Emmaline’s blog 6 – 11/18/2020, 3:45-4:35 pm
I hadn’t realized the difference in the state of my sit-spot until a comparison of these pictures! Wow! First off everything was so green and lush and just filled with life. There was so much plant life and it looked truly beautiful. Not to say there is not beauty in my sit-spot now, but there is much less life and you can most definitely tell winter is approaching; what a stark contrast!
The partly eaten plant I had wanted to watch slowly died as the cold came and went. But now, as you can see, there is nothing there to see compared to the half eaten, but mostly alive plant. I guess I shall never know as to why the bugs did not prefer it over the other plants.
The canopy is probably the most stark difference of my three things. Looking at the picture from September, you can see how thick the canopy is and how much shade it provided, compared to the last picture and you can see all the delicate snarls of the branches.
The bark, looking now, has the most unexpected change for me. I did not expect much of a change in terms of bark changing over time, yet looking at this, you can see how the bark turned a darker grey and how the barks rough edges lifted up. Poor Mr. Tree is not looking all too good.
My sit-spot as a whole has changed from lush greenery that had a canopy so low, none could see me through it’s enrapturing curtain, to an intricate weaving of branches that resemble the bony fingers of a skeleton’s out-reaching hand. The ground was hard (I would know) with the dirt no longer shamefully peaking through the lush plant life, but now confidently, everywhere. All the plants are perhaps dead, besides the ever-so stubborn clover-like plants that I have talked of in every sit-spot blog post. Over all, it looks as if my sit-spot has been scraped clean of any life, and everything so sweetly set out, like the pieces of a puzzle that fit ever-so neatly together, has been lifted up and set back down; the pieces no longer fitting and jutting out every-which-way. Yet in this way, it is also quite beautiful; wouldn’t you say?
For my last Sit-Spot, it was truly a nice one. As I arrived, I sat down, and as I began tuning in to nature, the increasing sound of chittering birds reached my ears. Soon, it got even louder, yet I could see nothing, finally I went back to tuning in, only to look up again and see what felt like billions of birds perching on a naked tree, mimicking a full leafed canopy. All at once they chittered and chattered, in what felt like a bird meeting I was not supposed to be at. After watching for a bit, I went back to looking around and writing, when all sound stopped at once, like a conductor closing his hand signaling the whole orchestra to close. Startled at the blunt lack of sound that was so almost ear shattering before, I looked up to see, like people parachuting off a plane, the birds in groups swooping down to the ground as all was quiet. Soon, as the last swooped down towards the group, they all at once flew up and did their swopping, dipping, and coming back together dance as they danced around. It was truly an amazing thing to witness, and I am glad to have been able to. On to much more normal things, the weather is quite cold today! Temperature wise, I could not say exactly, but picture it cold enough that I, wearing a tank top, a turtleneck, and a tightly woven wool sweater, was still chilled to the bone. The sky was a glorious ombre of the fairest blues, so well seen with the cloudless view.
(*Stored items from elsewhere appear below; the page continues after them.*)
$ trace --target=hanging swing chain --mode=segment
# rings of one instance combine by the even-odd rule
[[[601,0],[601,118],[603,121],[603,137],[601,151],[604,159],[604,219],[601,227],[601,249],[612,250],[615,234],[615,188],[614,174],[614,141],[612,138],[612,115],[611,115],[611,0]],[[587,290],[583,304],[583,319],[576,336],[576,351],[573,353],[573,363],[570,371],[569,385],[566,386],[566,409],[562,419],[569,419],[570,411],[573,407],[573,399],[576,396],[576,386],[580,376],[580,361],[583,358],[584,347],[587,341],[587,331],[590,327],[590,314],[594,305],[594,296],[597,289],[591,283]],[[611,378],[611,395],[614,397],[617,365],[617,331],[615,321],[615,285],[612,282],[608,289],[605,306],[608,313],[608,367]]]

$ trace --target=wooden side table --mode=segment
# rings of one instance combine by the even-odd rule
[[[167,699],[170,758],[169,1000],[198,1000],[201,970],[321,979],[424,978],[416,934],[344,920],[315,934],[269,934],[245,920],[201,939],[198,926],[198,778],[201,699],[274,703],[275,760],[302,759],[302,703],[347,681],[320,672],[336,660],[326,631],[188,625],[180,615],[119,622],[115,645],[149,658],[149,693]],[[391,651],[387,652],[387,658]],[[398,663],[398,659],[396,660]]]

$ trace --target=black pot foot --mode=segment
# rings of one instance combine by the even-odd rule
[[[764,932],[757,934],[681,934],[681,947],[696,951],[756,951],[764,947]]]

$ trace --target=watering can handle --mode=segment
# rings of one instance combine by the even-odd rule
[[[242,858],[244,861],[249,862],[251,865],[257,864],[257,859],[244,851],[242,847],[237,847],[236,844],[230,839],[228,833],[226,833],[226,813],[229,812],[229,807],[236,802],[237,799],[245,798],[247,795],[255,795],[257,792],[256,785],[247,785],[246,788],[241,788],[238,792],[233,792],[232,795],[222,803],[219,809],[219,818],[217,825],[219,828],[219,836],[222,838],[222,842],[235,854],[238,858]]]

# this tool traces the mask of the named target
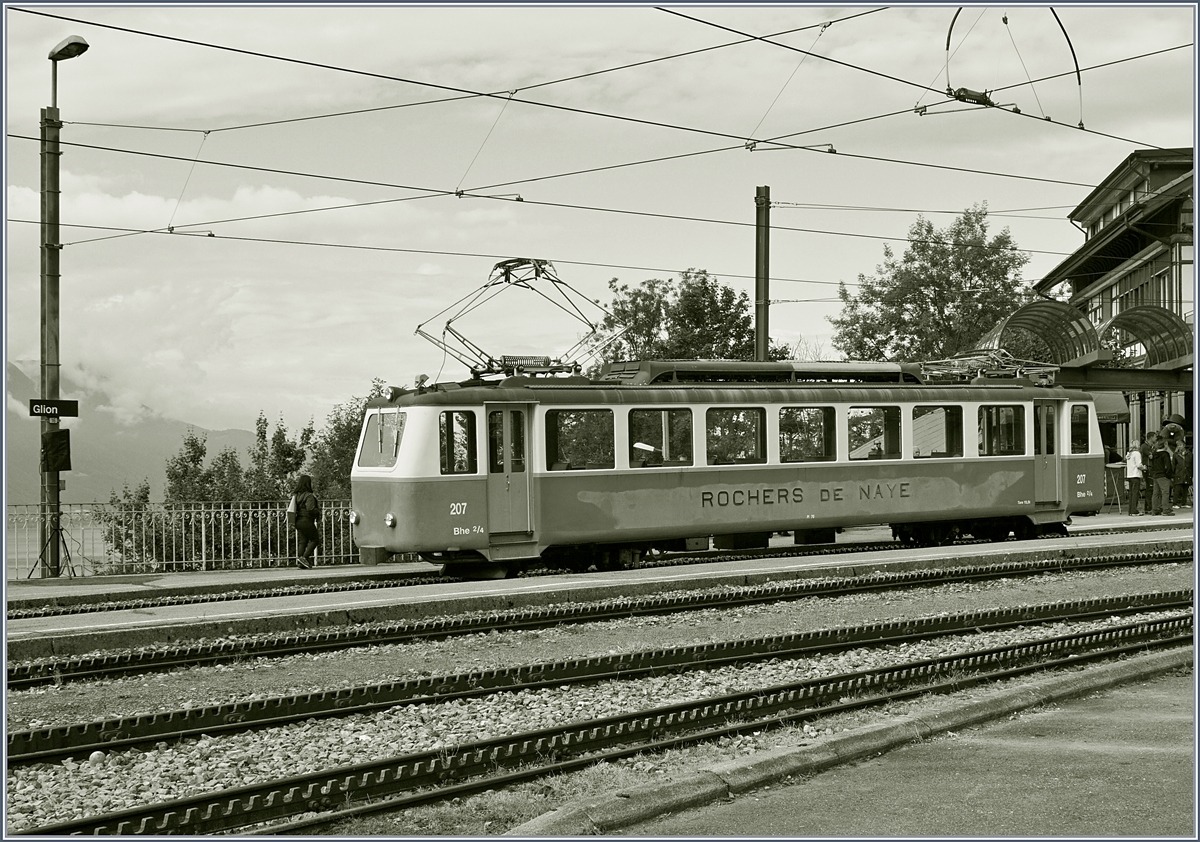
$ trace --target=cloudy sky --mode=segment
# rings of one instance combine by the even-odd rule
[[[6,4],[8,359],[38,358],[39,109],[73,34],[62,361],[128,417],[296,429],[373,377],[464,376],[414,331],[510,257],[604,303],[689,267],[753,296],[759,185],[772,338],[832,356],[838,281],[918,212],[986,201],[1037,279],[1125,156],[1194,143],[1191,5],[965,8],[947,62],[955,8]],[[584,330],[520,289],[454,324],[495,355]]]

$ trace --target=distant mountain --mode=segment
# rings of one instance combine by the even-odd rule
[[[36,372],[33,367],[26,370]],[[5,441],[8,449],[7,503],[37,503],[41,498],[41,422],[29,417],[29,401],[39,397],[38,385],[13,363],[8,364]],[[150,499],[162,500],[166,485],[166,460],[179,453],[188,429],[204,435],[208,455],[226,447],[237,451],[242,464],[246,451],[254,444],[249,430],[206,430],[183,421],[150,415],[132,424],[123,424],[113,413],[101,410],[111,401],[102,392],[91,392],[64,380],[61,389],[66,400],[79,401],[79,418],[70,422],[71,470],[66,480],[63,503],[107,503],[109,495],[128,484],[150,481]]]

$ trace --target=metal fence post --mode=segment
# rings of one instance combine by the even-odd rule
[[[200,569],[208,569],[208,517],[200,507]]]

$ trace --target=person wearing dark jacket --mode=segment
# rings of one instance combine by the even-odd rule
[[[1150,514],[1175,514],[1171,509],[1171,480],[1175,476],[1175,465],[1165,441],[1160,440],[1150,454],[1149,474],[1150,481],[1154,483],[1154,505]]]
[[[296,566],[309,570],[315,564],[317,547],[321,545],[321,533],[317,523],[321,520],[321,502],[313,493],[312,477],[301,474],[296,481],[293,495],[296,504]]]
[[[1158,447],[1158,433],[1153,431],[1146,434],[1146,440],[1142,442],[1138,450],[1142,454],[1142,511],[1150,514],[1153,512],[1154,502],[1154,480],[1150,479],[1150,457],[1154,455],[1155,448]]]
[[[1175,475],[1171,483],[1171,503],[1187,506],[1188,488],[1192,484],[1192,450],[1186,444],[1175,448]]]

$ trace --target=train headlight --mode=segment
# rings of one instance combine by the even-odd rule
[[[356,523],[358,523],[358,512],[351,509],[350,510],[350,525],[353,526]]]
[[[391,512],[388,512],[387,516],[383,519],[383,522],[387,524],[388,529],[391,529],[396,525],[396,516]]]

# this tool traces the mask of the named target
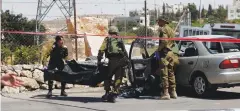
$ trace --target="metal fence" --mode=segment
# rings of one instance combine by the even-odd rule
[[[4,65],[16,64],[44,64],[49,60],[49,53],[52,49],[55,36],[33,35],[33,34],[12,34],[1,35],[1,63]],[[39,37],[38,44],[36,36]],[[76,59],[75,38],[63,36],[64,45],[68,47],[68,59]],[[84,43],[78,41],[78,59],[84,58]]]

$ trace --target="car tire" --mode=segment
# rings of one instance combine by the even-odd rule
[[[195,76],[192,80],[192,87],[197,97],[206,97],[209,95],[209,82],[203,75]]]

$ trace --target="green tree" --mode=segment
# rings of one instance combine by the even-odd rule
[[[139,27],[137,30],[134,31],[134,33],[139,37],[145,37],[146,36],[145,27],[144,26]],[[153,30],[148,28],[147,36],[152,37],[153,35],[154,35]]]
[[[214,17],[219,19],[219,22],[225,22],[227,18],[227,9],[225,9],[224,6],[220,5],[214,15]]]
[[[149,14],[150,14],[150,25],[156,24],[157,11],[156,11],[156,10],[150,10],[150,11],[149,11]]]
[[[125,27],[124,22],[119,22],[119,23],[117,23],[116,26],[117,26],[119,32],[124,31],[124,27]]]
[[[134,16],[138,16],[138,15],[139,15],[139,13],[138,13],[137,10],[133,10],[133,11],[130,11],[130,12],[129,12],[129,16],[130,16],[130,17],[134,17]]]
[[[138,26],[137,22],[134,22],[134,21],[127,22],[127,30],[132,30],[133,27],[137,27],[137,26]]]
[[[180,10],[178,10],[177,12],[176,12],[176,19],[180,19],[180,17],[182,16],[182,13],[181,13],[181,11]]]
[[[116,26],[117,26],[119,32],[125,31],[124,30],[125,29],[125,22],[124,21],[119,22]],[[137,22],[134,22],[134,21],[127,21],[126,22],[126,30],[127,31],[132,30],[133,27],[137,27],[137,26],[138,26]]]
[[[2,30],[35,32],[35,20],[28,20],[26,17],[23,17],[22,14],[11,14],[9,10],[1,12]],[[46,31],[43,25],[40,25],[40,31]],[[4,47],[4,50],[1,52],[4,56],[1,60],[6,60],[9,56],[13,57],[14,64],[33,63],[40,60],[40,47],[34,44],[34,35],[8,33],[3,33],[3,35],[4,38],[1,41],[1,46]],[[45,36],[39,37],[39,43],[41,44]],[[9,53],[9,51],[11,53]]]
[[[204,7],[202,8],[202,11],[201,11],[201,18],[205,18],[206,17],[206,14],[207,14],[207,11],[204,9]]]
[[[165,3],[163,3],[163,7],[162,7],[162,16],[164,16],[166,13],[166,6]]]
[[[188,8],[191,13],[191,19],[192,21],[196,21],[198,19],[198,10],[194,3],[190,4],[188,3]]]
[[[5,12],[2,11],[1,14],[1,26],[2,30],[5,31],[26,31],[34,32],[35,31],[35,20],[28,20],[26,17],[23,17],[22,14],[14,15],[10,14],[9,10]],[[45,32],[45,27],[41,25],[40,31]],[[4,39],[2,43],[8,43],[12,46],[25,45],[30,46],[34,45],[34,35],[23,35],[23,34],[6,34],[4,33]],[[43,41],[44,37],[40,36],[40,43]]]
[[[207,12],[207,17],[212,16],[214,13],[214,10],[212,9],[212,5],[209,4],[208,6],[208,12]]]
[[[174,12],[171,12],[171,13],[170,13],[170,17],[169,17],[169,19],[170,19],[171,21],[176,21],[176,20],[177,20],[177,18],[176,18],[176,16],[175,16]]]

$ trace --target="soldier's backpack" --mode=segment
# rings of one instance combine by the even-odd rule
[[[121,47],[121,43],[123,43],[121,38],[107,38],[107,54],[119,54],[123,52]]]

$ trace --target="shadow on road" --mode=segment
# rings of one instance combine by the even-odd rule
[[[31,98],[34,99],[48,99],[46,95],[36,95]],[[61,101],[73,101],[73,102],[83,102],[83,103],[92,103],[92,102],[102,102],[101,98],[96,97],[62,97],[58,95],[53,95],[51,100],[61,100]]]
[[[3,97],[6,98],[11,98],[11,99],[17,99],[17,100],[24,100],[24,101],[32,101],[32,102],[40,102],[40,103],[47,103],[47,104],[53,104],[53,105],[60,105],[60,106],[67,106],[67,107],[74,107],[74,108],[80,108],[80,109],[87,109],[87,110],[92,110],[92,111],[107,111],[107,110],[100,110],[100,109],[94,109],[94,108],[88,108],[88,107],[80,107],[80,106],[74,106],[74,105],[68,105],[68,104],[61,104],[61,103],[54,103],[54,102],[48,102],[48,101],[40,101],[40,100],[32,100],[32,99],[23,99],[23,98],[16,98],[16,97],[9,97],[2,95]],[[33,97],[31,97],[33,98]]]
[[[191,88],[185,88],[185,87],[179,87],[177,89],[177,94],[179,97],[187,97],[187,98],[198,98],[198,99],[206,99],[206,100],[234,100],[234,99],[240,99],[240,92],[229,92],[229,91],[213,91],[209,93],[209,95],[205,97],[198,97],[195,95],[194,91]],[[124,97],[122,97],[124,98]],[[130,98],[124,98],[124,99],[131,99],[135,97]],[[140,96],[138,98],[139,100],[144,99],[160,99],[160,92],[158,94],[154,95],[145,95]]]

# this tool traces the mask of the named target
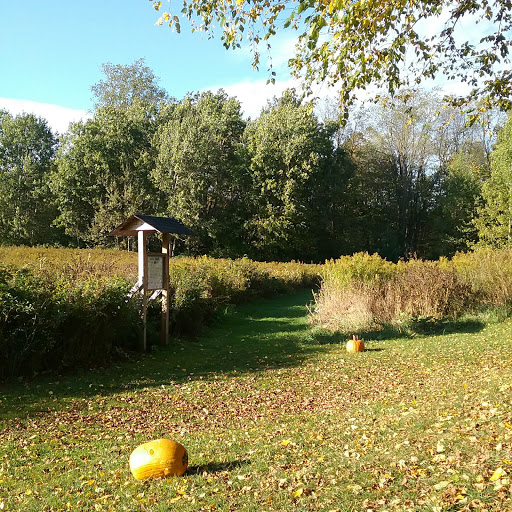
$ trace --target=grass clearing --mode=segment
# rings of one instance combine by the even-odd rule
[[[312,334],[311,298],[239,306],[140,362],[5,385],[0,509],[512,510],[512,322],[347,354]],[[159,437],[187,448],[187,473],[136,482],[131,451]]]

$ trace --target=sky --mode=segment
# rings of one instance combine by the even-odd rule
[[[166,0],[163,8],[169,8]],[[255,71],[248,49],[226,50],[220,37],[192,33],[186,22],[177,34],[156,25],[158,18],[152,0],[0,0],[0,108],[13,115],[35,113],[63,133],[70,121],[91,116],[91,86],[104,78],[103,63],[129,65],[140,58],[170,96],[180,100],[189,92],[223,88],[238,98],[246,117],[257,117],[286,88],[300,88],[287,67],[293,31],[272,39],[277,80],[270,85],[263,50],[261,69]],[[443,22],[441,16],[434,23]],[[479,40],[485,24],[461,24],[461,36],[475,29],[472,35]],[[431,86],[462,92],[460,83]],[[323,87],[322,95],[335,91]]]
[[[91,86],[104,78],[103,63],[140,58],[171,96],[223,88],[247,117],[297,86],[287,70],[290,35],[273,41],[272,86],[265,60],[255,71],[248,50],[226,50],[220,38],[193,34],[184,24],[177,34],[155,25],[158,18],[150,0],[0,0],[0,108],[35,113],[63,133],[70,121],[90,116]]]

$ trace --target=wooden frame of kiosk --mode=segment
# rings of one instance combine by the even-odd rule
[[[162,235],[162,252],[147,252],[147,237],[153,233]],[[171,235],[193,235],[194,233],[172,217],[132,215],[114,229],[110,236],[137,237],[139,254],[139,277],[130,290],[130,296],[142,295],[142,323],[144,326],[141,350],[146,350],[146,319],[148,301],[162,295],[161,343],[169,343],[169,257],[174,255],[175,237],[171,247]],[[149,293],[151,292],[151,295]]]

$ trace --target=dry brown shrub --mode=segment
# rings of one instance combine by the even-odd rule
[[[472,306],[471,285],[439,262],[410,261],[386,281],[322,285],[311,322],[329,331],[361,332],[421,317],[455,318]]]
[[[455,270],[435,261],[410,261],[385,285],[376,316],[385,322],[399,318],[457,317],[473,302],[471,286]]]
[[[323,288],[315,295],[311,323],[329,331],[358,332],[375,327],[375,289],[354,283],[346,288]]]

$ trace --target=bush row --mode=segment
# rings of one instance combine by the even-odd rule
[[[10,263],[0,266],[0,379],[104,364],[137,347],[140,304],[126,299],[136,254],[0,248],[0,261]],[[176,258],[171,332],[194,335],[222,305],[318,283],[315,265]]]
[[[366,253],[326,262],[311,322],[344,333],[456,319],[512,304],[512,251],[457,254],[452,260],[390,263]]]
[[[137,342],[129,282],[0,267],[0,378],[105,362]]]
[[[225,304],[318,287],[319,265],[238,260],[177,258],[170,265],[171,332],[193,335]]]

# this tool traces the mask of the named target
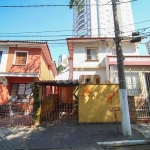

The sit-spot sessions have most definitely been an interesting experience. Things changed, for the most part, how I expected them to. Interestingly enough, when I first heard of the sit-spot assignment, I was completely and utterly over-joyed! Back home, I literally lived in the woods, spending day and night exploring the towering trees and mysteriously moss clothed hovels. So for an assignment that required me to be tuned into nature was first of all, my expertise, but not only that, familiar. Yet, the first sit-spot, I remember I was so anxious and scared of this new place I found myself in that to sit still for an hour, even as I tried to tune in, was difficult. It was not a good first experience. Yet, as my days got busier and work became more time consuming, I started to see the sit-spots as a solace, and I began to rely on them. So honestly, It has been an experience, I am glad for.
In a year, If I look back on all my sit-spot sessions, the thing I’d remember the most…. Hmmm.. let me think…It’s been a long day. Ah! Yes! It would have to be the most simplest of times: My last sit-spot, that I did on November 4th; that evening was special to me. I remember the wind was blowing to mysteriously and powerfully, and the sun was setting so magically. It was the first time I truly felt at peace, wholly and completely, since coming here. It is an experience I won’t allow myself to forget.